Compiling a DeepDive application

The first step to run a DeepDive application is to compile it. We describe here the use of the different deepdive commands, why and where it compiles and which files can be interesting to look at.

How to compile

To compile a DeepDive application, simply run the following command within the DeepDive app.

deepdive compile

All subsequent deepdive do commands will run what has been compiled, so an app has to be compiled at least once initially before executing any part of it.

What is compiled

All compiled output is created under the run/ directory of the app:

  • run/dataflow.svg

    A data flow diagram showing the dependencies between processes. This file contains a graph of the dataflow and helps better understand the dependencies among relations, rules and user-defined functions used to produce them. It can be opened in a web browser (Chrome or Safari work particularly well for it).

  • run/Makefile

    A Makefile that mirrors the dependencies, used for generating execution plans for running certain parts of the data flow.

  • run/process/**/run.sh

    Shell scripts that contain what actually should be run for every process. These scripts will be run by certain deepdive do commands.

  • run/LATEST.COMPILE/ and run/compiled/

    Each compilation step creates a unique timestamped directory under run/ to store all the intermediate representation used for compilation (*.json). In particular, the latest compiled version can be found in run/LATEST.COMPILE/. For instance, the deepdive.conf used for the latest compilation can be found at run/LATEST.COMPILE/deepdive.conf.

    • config.json

      The compiled final configuration object.

    • code-*.json

      The compiled object for generating actual code.

    • compile.log

      The log file left by the latest compilation step.

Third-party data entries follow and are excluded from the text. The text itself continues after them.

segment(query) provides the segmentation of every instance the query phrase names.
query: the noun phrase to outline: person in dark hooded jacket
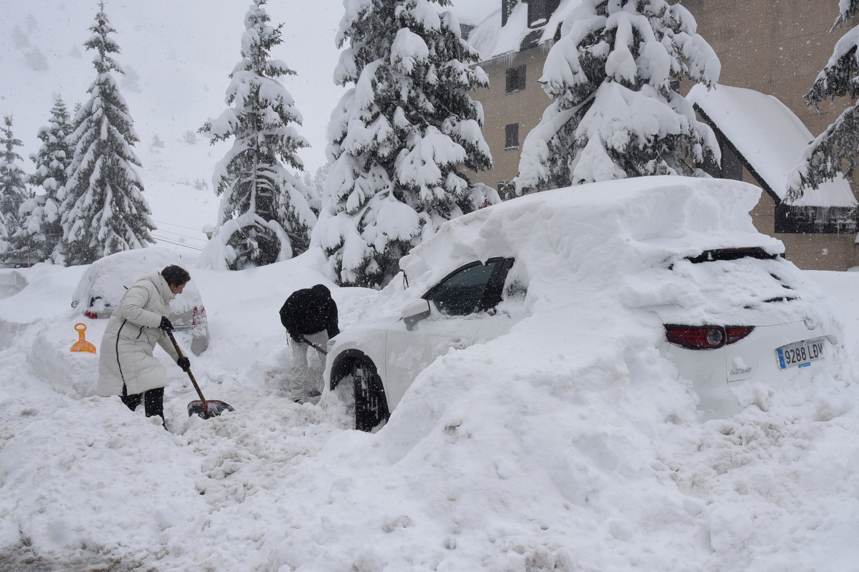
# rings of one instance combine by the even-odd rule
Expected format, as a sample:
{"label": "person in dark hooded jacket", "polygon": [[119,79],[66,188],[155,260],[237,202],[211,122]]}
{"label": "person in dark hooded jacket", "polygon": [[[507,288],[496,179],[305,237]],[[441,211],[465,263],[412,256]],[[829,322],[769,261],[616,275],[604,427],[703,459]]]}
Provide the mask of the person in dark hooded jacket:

If you keep track of your DeepDive application with Git, it may be important to add a /run line in .gitignore.

When to compile

The following files in a DeepDive application are considered as the input to deepdive compile:

  • app.ddlog
  • deepdive.conf
  • schema.json

deepdive compile should be rerun whenever changes to these files are to be reflected on the execution done by deepdive do. Otherwise, the modifications in app.ddlog won't be considered, and simply the last compiled code will execute.

Why compile

Compiling a DeepDive application presents two main advantages. First, it helps to run the application faster by extracting the correct dependencies between the different operations. Second, it provides many checks for the application and helps detecting errors even before running DeepDive.

Compile-time checks

All the extractors and tables declarations can be written in any order in app.ddlog: the whole dataflow is extracted during the compilation and many checks are made. All these checks can also be performed individually by the command deepdive check. In particular, the following checks are made:

  • input_extractors_well_defined: checks sanity of all defined extractors.
  • input_schema_wellformed: checks if schema variables are well formed.
  • compiled_base_relations_have_input_data: all the tables declared that are not filled by an extractor must have input data in input/ that can be loaded automatically.
  • compiled_dependencies_correct: check that the dependencies are correct. In particular, in the application includes extractors in deepdive.conf, each output relation must be output by exactly one extractor.
  • compiled_input_output_well_defined: checks if all inputs and outputs of compiled processes are well-defined.
  • compiled_output_uniquely_defined: checks if all outputs in the compiled documents are defined by one process.